Season of mists and mellow wastefulness

 

EFFECTSDon’t know who this tree belongs to – it’s on the allotment site and it looks as if they’re all going to waste.  There’s an unspoken rule that you don’t pick anything off anyone else’s allotment without their specific permission and so the fruit is gradually dropping off – much to the gratitude of the wildlife.  Meanwhile I thought it looked absolutely beautiful today, standing against the blue of the sky.  Nature produces such wonderful colours (and smells).

In our previous existence we had a small orchard and most autumns a passing flock of redwing would  clear up some of the windfalls, and one year we even got a group of six roe deer to join the party. Our hens absolutely loved them too, so not many were ever wasted.  On the allotments now we’ve got foxes and badgers. I haven’t seen a redwing in ages but the more unwelcome visitors are rats. A couple of times I’ve disturbed a rat in the compost heap – I don’t know which of us was most startled – but they are a nuisance because they carry a number of diseases. Our son found them on his allotment in Bristol and he’s trying out bokashi on his.  It’s a Japanese method for fermenting kitchen waste before it goes on to the compost heap and by all accounts the rats don’t like the smell and stay away.

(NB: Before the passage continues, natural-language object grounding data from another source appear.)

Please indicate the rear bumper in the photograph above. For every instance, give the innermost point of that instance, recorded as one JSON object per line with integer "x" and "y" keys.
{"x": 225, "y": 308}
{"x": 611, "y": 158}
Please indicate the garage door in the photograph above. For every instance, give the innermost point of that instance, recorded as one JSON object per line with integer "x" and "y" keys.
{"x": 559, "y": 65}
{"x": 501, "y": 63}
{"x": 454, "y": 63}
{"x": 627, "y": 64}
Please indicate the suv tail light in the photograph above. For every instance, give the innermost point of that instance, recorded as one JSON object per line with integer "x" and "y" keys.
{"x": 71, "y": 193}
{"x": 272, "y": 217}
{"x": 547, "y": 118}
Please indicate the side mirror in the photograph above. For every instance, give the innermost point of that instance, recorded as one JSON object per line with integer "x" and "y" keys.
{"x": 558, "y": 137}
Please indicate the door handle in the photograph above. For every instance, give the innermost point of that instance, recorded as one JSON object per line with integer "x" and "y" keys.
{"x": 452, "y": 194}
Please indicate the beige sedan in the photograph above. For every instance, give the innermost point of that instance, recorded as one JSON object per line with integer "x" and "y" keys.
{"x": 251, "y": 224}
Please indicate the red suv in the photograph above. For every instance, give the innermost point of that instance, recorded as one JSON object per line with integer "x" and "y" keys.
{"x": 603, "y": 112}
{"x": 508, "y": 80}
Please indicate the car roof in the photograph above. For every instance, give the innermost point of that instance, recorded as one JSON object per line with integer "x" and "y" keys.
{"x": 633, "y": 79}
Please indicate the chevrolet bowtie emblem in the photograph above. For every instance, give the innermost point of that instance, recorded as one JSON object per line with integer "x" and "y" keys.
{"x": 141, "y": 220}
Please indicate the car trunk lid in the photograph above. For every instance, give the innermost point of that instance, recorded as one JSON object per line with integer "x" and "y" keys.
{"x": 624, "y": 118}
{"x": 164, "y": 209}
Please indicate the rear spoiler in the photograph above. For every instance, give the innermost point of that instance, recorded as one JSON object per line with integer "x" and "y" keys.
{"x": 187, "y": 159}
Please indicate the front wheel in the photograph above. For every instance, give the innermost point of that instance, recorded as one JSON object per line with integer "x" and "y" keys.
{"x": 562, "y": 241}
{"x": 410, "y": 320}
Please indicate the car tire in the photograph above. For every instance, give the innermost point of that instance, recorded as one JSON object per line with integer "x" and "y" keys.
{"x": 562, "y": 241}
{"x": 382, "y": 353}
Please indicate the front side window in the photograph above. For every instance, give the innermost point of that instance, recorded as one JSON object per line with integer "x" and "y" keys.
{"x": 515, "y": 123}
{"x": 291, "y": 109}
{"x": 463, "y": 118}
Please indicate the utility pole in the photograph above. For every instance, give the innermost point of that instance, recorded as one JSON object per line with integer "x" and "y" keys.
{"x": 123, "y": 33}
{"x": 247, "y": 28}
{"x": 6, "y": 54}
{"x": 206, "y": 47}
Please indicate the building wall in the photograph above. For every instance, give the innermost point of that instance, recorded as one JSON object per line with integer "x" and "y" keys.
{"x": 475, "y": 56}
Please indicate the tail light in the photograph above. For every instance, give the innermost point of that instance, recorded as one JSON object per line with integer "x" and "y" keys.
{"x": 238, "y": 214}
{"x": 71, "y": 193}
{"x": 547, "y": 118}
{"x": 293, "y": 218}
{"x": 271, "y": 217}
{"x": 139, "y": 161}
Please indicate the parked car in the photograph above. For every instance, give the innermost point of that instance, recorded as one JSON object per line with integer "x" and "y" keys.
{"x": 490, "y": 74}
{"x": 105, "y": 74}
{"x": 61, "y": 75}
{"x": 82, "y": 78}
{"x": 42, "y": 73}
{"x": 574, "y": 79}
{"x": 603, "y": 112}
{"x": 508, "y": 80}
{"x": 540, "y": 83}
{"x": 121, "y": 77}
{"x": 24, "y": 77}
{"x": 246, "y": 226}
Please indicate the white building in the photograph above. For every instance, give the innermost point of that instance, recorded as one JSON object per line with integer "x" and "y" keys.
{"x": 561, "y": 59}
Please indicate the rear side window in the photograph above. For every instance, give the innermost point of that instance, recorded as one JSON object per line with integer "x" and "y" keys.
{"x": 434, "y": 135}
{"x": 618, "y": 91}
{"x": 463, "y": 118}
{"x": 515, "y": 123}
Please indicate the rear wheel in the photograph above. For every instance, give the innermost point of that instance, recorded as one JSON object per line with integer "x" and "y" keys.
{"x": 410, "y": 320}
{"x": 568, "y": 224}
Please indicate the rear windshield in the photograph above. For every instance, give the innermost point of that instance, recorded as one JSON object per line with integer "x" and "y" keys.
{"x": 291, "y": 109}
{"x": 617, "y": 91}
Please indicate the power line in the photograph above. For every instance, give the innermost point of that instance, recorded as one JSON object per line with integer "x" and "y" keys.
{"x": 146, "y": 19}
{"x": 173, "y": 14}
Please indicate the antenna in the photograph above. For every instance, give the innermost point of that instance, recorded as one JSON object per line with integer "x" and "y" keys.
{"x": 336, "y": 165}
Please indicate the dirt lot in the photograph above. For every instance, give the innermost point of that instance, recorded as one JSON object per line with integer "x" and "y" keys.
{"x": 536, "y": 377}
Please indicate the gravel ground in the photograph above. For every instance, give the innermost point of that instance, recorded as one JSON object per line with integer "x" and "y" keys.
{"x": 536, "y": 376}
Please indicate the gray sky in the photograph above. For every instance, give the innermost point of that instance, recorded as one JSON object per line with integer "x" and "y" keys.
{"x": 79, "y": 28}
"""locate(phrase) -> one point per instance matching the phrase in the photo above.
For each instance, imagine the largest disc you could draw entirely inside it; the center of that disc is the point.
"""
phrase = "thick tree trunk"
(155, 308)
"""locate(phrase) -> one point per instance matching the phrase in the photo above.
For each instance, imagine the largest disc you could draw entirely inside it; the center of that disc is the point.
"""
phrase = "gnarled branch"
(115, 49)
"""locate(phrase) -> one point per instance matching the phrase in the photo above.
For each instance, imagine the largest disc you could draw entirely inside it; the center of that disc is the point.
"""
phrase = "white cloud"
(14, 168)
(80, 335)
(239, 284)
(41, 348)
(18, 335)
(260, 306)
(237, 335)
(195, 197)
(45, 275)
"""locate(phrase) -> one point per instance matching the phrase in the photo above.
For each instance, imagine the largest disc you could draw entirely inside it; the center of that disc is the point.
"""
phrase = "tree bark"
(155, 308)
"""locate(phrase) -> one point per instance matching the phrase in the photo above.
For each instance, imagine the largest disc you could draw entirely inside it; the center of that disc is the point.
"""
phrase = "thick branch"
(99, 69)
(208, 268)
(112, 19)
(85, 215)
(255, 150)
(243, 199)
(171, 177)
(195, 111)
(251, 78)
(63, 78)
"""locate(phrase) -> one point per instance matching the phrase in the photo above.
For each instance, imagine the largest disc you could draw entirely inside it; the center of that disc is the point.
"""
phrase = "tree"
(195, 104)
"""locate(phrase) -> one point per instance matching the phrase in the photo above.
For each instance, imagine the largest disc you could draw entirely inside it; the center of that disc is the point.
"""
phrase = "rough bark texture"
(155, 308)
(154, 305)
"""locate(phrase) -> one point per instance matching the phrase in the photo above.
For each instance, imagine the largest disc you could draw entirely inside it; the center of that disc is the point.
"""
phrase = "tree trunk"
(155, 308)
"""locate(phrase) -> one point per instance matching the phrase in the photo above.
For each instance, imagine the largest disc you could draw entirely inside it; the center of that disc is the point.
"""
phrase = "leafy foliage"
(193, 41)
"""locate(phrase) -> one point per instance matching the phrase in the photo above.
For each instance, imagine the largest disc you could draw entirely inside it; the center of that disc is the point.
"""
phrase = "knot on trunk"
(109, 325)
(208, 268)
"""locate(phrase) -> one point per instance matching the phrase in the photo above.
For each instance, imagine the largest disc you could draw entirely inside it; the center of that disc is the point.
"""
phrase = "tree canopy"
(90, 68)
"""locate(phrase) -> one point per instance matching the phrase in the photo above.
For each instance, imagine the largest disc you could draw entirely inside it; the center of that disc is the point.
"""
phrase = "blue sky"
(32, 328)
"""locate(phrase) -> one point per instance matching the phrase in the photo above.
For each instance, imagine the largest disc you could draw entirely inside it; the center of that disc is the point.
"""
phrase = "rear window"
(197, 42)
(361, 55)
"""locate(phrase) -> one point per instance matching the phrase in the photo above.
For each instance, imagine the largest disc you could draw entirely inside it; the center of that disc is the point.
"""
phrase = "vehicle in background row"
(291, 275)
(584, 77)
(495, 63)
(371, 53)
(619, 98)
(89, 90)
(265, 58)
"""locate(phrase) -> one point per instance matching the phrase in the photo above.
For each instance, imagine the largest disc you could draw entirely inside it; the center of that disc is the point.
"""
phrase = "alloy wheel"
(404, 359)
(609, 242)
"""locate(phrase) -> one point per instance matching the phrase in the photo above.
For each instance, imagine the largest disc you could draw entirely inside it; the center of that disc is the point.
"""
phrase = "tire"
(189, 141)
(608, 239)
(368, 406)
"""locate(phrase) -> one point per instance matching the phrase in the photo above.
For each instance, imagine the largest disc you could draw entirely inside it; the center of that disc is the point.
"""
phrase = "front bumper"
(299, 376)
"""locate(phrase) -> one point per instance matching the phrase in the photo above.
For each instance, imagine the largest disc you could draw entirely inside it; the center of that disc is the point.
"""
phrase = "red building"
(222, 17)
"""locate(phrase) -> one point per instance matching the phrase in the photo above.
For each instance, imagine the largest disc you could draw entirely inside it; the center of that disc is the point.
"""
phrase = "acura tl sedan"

The only problem is that it’s quite a large outlay for a couple of fermenting bins with taps and a starter supply of molasses soaked bran which is inoculated with several fermenting yeasts and fungi. On the other hand we do produce a great deal of kitchen waste when we prep our vegetables and so if it works it could be worth the investment in the long term. Today’s visitor had half eaten a lump of raw cauliflower and made a comfortable nest for itself.  I turned the heap immediately and brought some thoroughly rotted material (with hundreds of worms) to the top, to create a less attractive layer at the top of the heap. But it does raise the question of whether to cover heaps. I’m not sure there’s a correct answer – if you keep them covered they make more attractive nest sites for rats, but if you leave them open, every time it rains the heap cools down again – yet another dilemma for us allotmenteers!  However if the bokashi trick works we can cover the heap, water it if it gets too dry, and not worry about the rats.

But it was Christmas day on the allotment this morning.  Being Monday, the weekend allotmenteers had gone to work and when we arrived there was another big delivery of both leaves and wood-chip from the Council.  Even better, the leaves had obviously been stacked for some time and were already decomposing.  Three big loads saw the storage bin topped up and when that was done I turned to the wood chip pile.  All our paths are made with wood chip which breaks down surprisingly quickly, so it needs topping up every autumn. It’s important to maintain the paths, not just because they look nicer but also because they enable us to work the beds in any weather.

While I was doing that Madame was pricking out winter lettuces, planting wallflowers under the apple tree and digging up a very large parnip for tomorrow.  We were both delighted to see such a whopping vegetable – last year’s crop was pretty miserable – but we won’t know until tomorrow whether it’s so big it’s got a woody core. After yesterday’s introspective ruminations about slavery it was lovely to chill out with some hard physical work – it gives such a sense of achievement, and after 10 minutes we completely forgot the cold wind.